= Shirab Sengge =

14th-century Mongolian monk

Shirab Sengge (Shereb Sengge) (fl. early 14th century) was a Mongol monk, writer and translator into Mongolian. Though the ethnic background of the Tibetan monks translating into Mongolian at the time is uncertain, it is likely that Shirab Sengge was a Mongol. Among his works are the translation of the last deed of the Twelve deeds of Buddha of the Lalitavistara; the Suvarṇaprabhāsa Sūtra, and the Pañcarakṣā. These translations are especially important, because they are written in the tantric idiom.

==Biography==
He was the disciple of Chosgi Odsir, a Buddhist monk who translated a long Buddhist poem into Mongolian in the early 14th century, which was published with his own commentary and benediction in 1312.

His teacher also translated and published the Bodhisattvacaryāvatāra, a Mahāyāna Buddhist text written in the eight century in Sanskrit verse by Shantideva (Śāntideva), a Buddhist monk at Nālandā Monastic University in India, where it was also composed.

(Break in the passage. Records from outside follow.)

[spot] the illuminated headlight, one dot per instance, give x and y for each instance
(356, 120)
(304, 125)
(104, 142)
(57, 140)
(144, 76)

His master later compiled a Tibetan version of the Lalitavistara, the "Twelve deeds [of Buddha]."

Shirab Sengge continued the work of his master, translating the last of the Lalitavistaras Twelve deeds of the Buddha. He also translated a life of Buddha. Further, he translated the Pañcarakṣā ("Fivefold Protection"), an early work in the dhāraṇī genre of Buddhist literature, with a text that includes spells, a list of benefits by its recitation, and the ritual instructions on how and when to use it, and the Suvarṇaprabhāsa Sūtra ("Golden Light Sutra"), known in Mongolian as Altan gerel ("Golden Beam"), teaching that the Four Heavenly Kings (四大天王 (Sì Dàtiānwáng)) protect the ruler who governs his country in the proper manner. The sutra also expounds the vows of the goddesses Sarasvatī, Lakṣmī and Dṛḍhā to protect any bhikṣu who will uphold and teach the sutra.

The translation of the Lalitavistara, the Altan gerel (Suvarṇaprabhāsa Sūtra) and the Pañcarakṣā are especially important, because they are written in the tantric idiom, that is, "an exposition given in terms of magical transformations, spells, and overcoming demons."